Nancy Reagan’s passing takes me back in memory to some visits with the president and first lady in the White House during the early 1980s. The reader will indulge the personal nature of my account; my only aim is to recall a moment when the West was galvanized by a doctrine that the Europeans called neo-liberalism, of which Reagan was a standard-bearer. To gain access to the president, it was first necessary to convince Mrs. Reagan that I was not one of those French intellectuals, generally socialist, who came to try to ensnare her husband. She was a woman of contrasts: as delicate as fine porcelain, with big inquisitive eyes and an iron will. I obtained her consent by showing my admiration for the white rhododendrons of her private garden. A Frenchman who knew his plants couldn’t be too bad.
Nancy Reagan never discussed politics with strangers; the only serious subject she took up with me was her fight against drugs. She spoke with an emotion that seemingly covered some painful family secret. President Reagan, whom I asked about the war on drugs, supported his wife’s campaign with more devotion than conviction. He was impressed by the argument of the economist Milton Friedman and of his own secretary of state, George P. Shultz, who believed that drug legalization would be the least bad solution to the overdose epidemic. I took Ronald Reagan to be someone who believed that it is best to let the market solve economic and social problems, to let the individual choose his life and his morals, and to keep the role of the state to a minimum—a libertarian, in American political terminology.
A believer in freedom in all cases, then, President Reagan was also favorable to migration. He thought it benefitted both immigrants and the host country. The Left attributed this position to the president’s cozy relationship with California’s business community. I took his position on immigration instead to be a matter of principle, shared by most free-market thinkers. But Reagan was also an astute politician, who knew how to accommodate reality and negotiate with his enemies.
In Europe, he was often taken for an idiot, probably because he understood every complex situation in terms of a few elementary principles: capitalism works, socialism does not; when the state gets mixed up in things that are not its business, it does harm; the USSR is an Empire of Evil and will eventually fall. Moreover, Reagan laid out his thoughts with the help of folksy anecdotes, something that the American public loved but left Europeans perplexed.
What struck me during my conversations with the Reagans was the authenticity of their convictions. President Reagan had become a free-market advocate long before his election, through his experience as governor of California and by his assiduous reading of Friedman’s Business Week columns. Friedman had a gift for adapting for a wide readership the ideas of authors such as Frédéric Bastiat or Jean-Baptiste Say (Friedman considered Say and Bastiat to be the early nineteenth century French founders of free-market thinking). These ideas were to become the principles of Reaganism. Similarly, Reagan had been inspired by Shultz and the Star Wars strategist Edward Teller, who persuaded him that the Soviet economy was incapable of financing an arms race.
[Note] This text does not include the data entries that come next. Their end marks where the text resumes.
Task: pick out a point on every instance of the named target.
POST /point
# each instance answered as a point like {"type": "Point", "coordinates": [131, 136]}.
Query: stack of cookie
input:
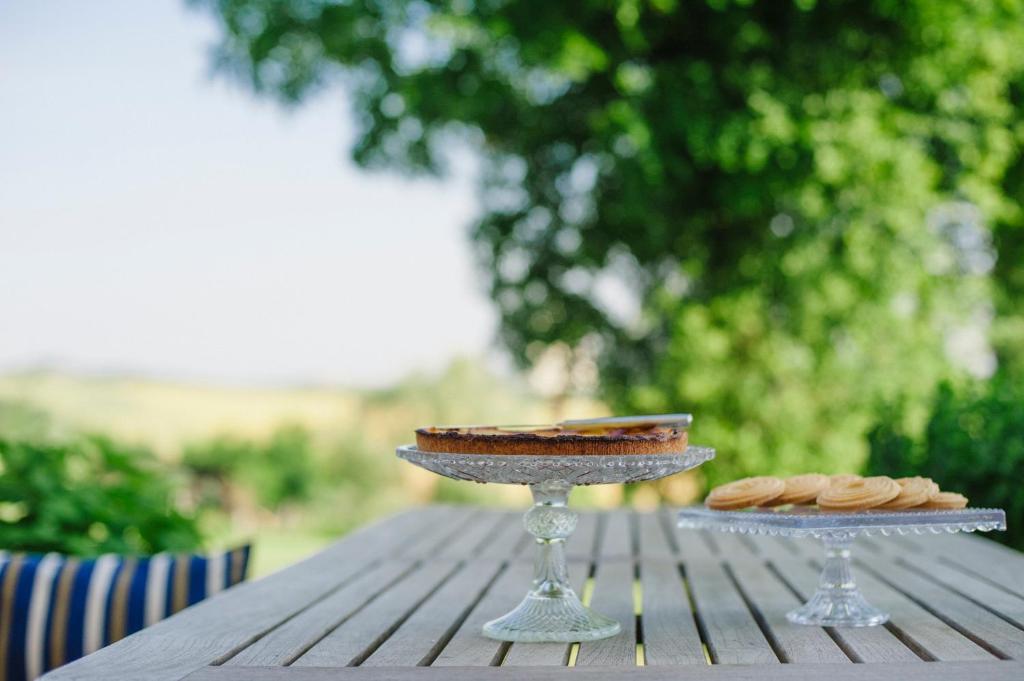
{"type": "Point", "coordinates": [836, 493]}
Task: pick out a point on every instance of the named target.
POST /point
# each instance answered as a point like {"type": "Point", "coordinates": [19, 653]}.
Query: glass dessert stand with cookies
{"type": "Point", "coordinates": [551, 609]}
{"type": "Point", "coordinates": [838, 601]}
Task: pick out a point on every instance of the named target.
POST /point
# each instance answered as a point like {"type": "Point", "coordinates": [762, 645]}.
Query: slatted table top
{"type": "Point", "coordinates": [406, 599]}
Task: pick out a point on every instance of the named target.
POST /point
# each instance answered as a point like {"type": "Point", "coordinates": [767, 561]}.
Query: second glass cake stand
{"type": "Point", "coordinates": [551, 610]}
{"type": "Point", "coordinates": [838, 601]}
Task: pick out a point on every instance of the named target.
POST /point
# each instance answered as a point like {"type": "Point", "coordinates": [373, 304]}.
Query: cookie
{"type": "Point", "coordinates": [944, 501]}
{"type": "Point", "coordinates": [842, 478]}
{"type": "Point", "coordinates": [748, 492]}
{"type": "Point", "coordinates": [913, 492]}
{"type": "Point", "coordinates": [859, 495]}
{"type": "Point", "coordinates": [801, 490]}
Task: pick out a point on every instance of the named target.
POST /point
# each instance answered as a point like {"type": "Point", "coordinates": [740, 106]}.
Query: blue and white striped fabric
{"type": "Point", "coordinates": [55, 608]}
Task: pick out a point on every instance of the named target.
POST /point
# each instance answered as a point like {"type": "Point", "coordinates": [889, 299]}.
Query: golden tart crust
{"type": "Point", "coordinates": [549, 440]}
It also seemed to me that the immoral nature (in an ethical, not a religious sense, for Reagan was the least religious of presidents) of the USSR determined his judgment and his conviction that the “Soviet evil” could not prevail.
Reagan is now considered one of the United States’s greatest presidents. Nostalgia for that period has eclipsed some of the less successful aspects of his presidency—including military operations in Nicaragua and Lebanon that ended catastrophically and an unemployment that was higher than it is today, though it fell significantly during his second term as the economy boomed. Enthusiasm for Reagan on the right, and the end of contempt for him on the left, can no doubt be explained by the simplicity of his arguments, his faith in the West’s values, and the fit between the man, the message, and the manner of expression.
Reagan’s manuscripts are preserved at Stanford’s Hoover Institution. There one can verify that he wrote his speeches with his own pen, with a great clarity of style. He was not surrounded, as his successors have been, by a whole squadron of marketing advisers weighing every word before the president utters it like a parakeet without conviction. Only Nancy Reagan read over his manuscripts and gave advice. In the West today, we sorely miss politicians with such direct ideas, who wrote speeches for themselves in an understandable language, and whose actions coincided with their convictions.